- Rebel Ink Press
- Release Date
- August 2013
LGBTQ, Paranormal Romance, Urban Fantasy, Vamps & Shifters Romance
Fear. It was the twitch in his subconscious, like a word stuck in his throat he could never quite say.
Adrian's life is simple: go to work, come home, look no one in the eye. If you don't take risks, you won't die. That's what life has taught him, and in the urban sprawl of the industrial Oregon coast, it's kept him alive. He hasn't had a panic attack in months.
Then one night, a winged man named Cassius makes a crash landing on his doorstep. Out of fear of the government Adrian hides him. But Cassius is more than he seems and when the winged shifter's haunted past comes knocking, Adrian learns the true meaning of fear. He must find the courage to face the darkness or risk losing the man he has grown to love.
Apr 28, 2014 [ OFFICIAL REVIEW ]
137 people found the following review helpful
BROKEN WINGS is a tender love story between a human and a non-human. Normally, I prefer stories where both main protagonists are both human, but this tale was written with such a sweetness that it delighted me.

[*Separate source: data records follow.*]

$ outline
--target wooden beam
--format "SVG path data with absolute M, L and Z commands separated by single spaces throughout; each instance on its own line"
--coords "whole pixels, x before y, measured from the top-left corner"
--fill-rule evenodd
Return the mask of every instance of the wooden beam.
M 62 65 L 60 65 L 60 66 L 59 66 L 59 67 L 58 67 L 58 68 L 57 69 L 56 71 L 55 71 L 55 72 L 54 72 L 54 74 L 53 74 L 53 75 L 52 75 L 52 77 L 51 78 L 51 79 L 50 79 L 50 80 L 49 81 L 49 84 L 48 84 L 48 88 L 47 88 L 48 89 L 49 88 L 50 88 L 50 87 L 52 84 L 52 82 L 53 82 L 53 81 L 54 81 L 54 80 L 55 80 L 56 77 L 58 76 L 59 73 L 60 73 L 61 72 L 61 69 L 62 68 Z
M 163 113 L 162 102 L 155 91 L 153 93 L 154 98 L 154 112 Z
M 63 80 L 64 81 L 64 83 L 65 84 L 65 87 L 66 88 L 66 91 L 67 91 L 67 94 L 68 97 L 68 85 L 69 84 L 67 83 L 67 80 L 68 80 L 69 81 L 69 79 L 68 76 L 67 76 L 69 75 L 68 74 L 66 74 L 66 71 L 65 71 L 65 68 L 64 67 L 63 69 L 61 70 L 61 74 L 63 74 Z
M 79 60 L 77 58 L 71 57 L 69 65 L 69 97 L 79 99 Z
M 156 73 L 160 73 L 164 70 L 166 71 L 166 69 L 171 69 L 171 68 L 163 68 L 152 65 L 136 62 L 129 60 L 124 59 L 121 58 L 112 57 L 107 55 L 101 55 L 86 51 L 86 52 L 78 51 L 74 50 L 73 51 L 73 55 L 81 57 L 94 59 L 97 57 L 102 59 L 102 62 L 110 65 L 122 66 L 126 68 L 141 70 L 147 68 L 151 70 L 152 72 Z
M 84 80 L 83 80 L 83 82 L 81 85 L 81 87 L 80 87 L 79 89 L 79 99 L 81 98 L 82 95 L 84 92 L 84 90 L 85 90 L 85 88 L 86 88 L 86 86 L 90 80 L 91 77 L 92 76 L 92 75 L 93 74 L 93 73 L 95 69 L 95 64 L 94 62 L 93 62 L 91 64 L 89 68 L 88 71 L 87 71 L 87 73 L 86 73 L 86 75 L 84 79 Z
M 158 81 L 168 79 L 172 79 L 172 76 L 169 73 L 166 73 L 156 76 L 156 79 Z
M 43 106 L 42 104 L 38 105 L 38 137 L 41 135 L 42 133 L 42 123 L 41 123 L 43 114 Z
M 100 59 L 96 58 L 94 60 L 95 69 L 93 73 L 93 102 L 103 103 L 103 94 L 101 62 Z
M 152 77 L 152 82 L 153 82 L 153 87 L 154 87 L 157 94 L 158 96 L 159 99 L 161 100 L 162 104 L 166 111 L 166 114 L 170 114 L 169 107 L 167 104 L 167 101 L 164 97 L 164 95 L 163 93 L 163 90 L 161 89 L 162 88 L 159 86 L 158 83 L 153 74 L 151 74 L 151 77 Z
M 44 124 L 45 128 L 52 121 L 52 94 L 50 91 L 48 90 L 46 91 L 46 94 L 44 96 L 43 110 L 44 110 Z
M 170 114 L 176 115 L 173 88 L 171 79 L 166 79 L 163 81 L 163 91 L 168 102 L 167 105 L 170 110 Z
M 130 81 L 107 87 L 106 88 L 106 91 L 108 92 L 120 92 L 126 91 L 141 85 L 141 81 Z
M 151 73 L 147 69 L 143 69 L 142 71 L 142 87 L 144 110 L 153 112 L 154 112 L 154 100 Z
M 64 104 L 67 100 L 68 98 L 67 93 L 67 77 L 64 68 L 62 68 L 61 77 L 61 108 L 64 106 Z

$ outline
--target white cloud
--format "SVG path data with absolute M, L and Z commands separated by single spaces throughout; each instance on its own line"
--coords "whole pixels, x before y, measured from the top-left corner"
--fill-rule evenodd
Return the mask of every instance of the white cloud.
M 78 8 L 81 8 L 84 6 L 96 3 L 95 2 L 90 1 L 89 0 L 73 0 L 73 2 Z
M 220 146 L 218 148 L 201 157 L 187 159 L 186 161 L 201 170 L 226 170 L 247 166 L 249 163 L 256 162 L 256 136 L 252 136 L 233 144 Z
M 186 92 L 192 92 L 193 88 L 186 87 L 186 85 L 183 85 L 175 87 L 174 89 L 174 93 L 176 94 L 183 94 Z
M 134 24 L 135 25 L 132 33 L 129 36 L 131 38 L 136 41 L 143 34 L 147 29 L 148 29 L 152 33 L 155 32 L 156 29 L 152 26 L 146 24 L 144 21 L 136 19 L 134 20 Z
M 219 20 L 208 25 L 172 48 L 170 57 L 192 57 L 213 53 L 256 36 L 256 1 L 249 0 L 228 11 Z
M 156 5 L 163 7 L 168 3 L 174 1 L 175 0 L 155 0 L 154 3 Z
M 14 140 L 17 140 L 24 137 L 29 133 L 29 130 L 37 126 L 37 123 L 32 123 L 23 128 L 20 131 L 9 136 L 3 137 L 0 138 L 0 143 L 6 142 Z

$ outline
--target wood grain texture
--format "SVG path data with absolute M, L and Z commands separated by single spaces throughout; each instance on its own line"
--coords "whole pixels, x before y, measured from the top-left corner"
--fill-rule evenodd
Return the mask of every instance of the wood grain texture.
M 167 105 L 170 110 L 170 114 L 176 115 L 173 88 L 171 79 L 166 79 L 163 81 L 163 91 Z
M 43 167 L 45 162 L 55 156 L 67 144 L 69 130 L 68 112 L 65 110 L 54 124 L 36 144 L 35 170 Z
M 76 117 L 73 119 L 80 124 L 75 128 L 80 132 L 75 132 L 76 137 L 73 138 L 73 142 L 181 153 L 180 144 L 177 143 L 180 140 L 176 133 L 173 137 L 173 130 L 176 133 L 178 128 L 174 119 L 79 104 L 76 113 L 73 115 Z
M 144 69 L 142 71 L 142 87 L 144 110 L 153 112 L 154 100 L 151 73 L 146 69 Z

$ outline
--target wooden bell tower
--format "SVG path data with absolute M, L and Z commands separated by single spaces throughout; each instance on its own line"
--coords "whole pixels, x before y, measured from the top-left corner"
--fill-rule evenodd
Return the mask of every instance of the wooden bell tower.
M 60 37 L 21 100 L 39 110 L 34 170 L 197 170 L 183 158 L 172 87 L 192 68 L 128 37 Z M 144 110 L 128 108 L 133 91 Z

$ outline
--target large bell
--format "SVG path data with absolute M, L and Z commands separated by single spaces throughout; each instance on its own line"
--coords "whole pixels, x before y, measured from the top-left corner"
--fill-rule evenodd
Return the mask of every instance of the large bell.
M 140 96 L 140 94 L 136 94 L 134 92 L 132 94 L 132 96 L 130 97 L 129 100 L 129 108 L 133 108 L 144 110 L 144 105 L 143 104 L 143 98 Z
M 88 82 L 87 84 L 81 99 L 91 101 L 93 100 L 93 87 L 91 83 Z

The story concerns Adrian and Cassius, both of whom are finding living from day to day particularly difficult; the reasons for this are varied and somewhat sad, allowing the reader to willingly engage with each character and identify with them. Adrian's sense of isolation borne of past trauma, and Cassius' immediate challenges and past grief, are presented very well indeed. There's no mawkishness, nor is there a manipulation of the reader to feel sorry for these two guys. Because, despite their pain, neither Adrian nor Cassius are fainthearted men; their courage is displayed in more subtle ways, and this is well presented by the author. As a consequence, the reader can gradually immerse themselves in the two characters' lives and pasts seamlessly.
BROKEN WINGS doesn't offer instant love, either, and the joy I found in reading this was the nascent, tender love story that took its natural time to develop. I felt Adrian's uncertainty and fear, and Cassius was the perfect foil to those emotions by way of his blend of confidence and vulnerability.
The pacing of the writing is very good, and the prose is fluid and expressive without any examples of hackneyed dialogue or description. It is a book that is clearly intelligently written, and I found myself enjoying it from the very first page.
In summary, I'd certainly recommend this lovely book to fans of the M/M and non-human genre and I, for one, will be reading more from Alex Jones. Highly recommended indeed.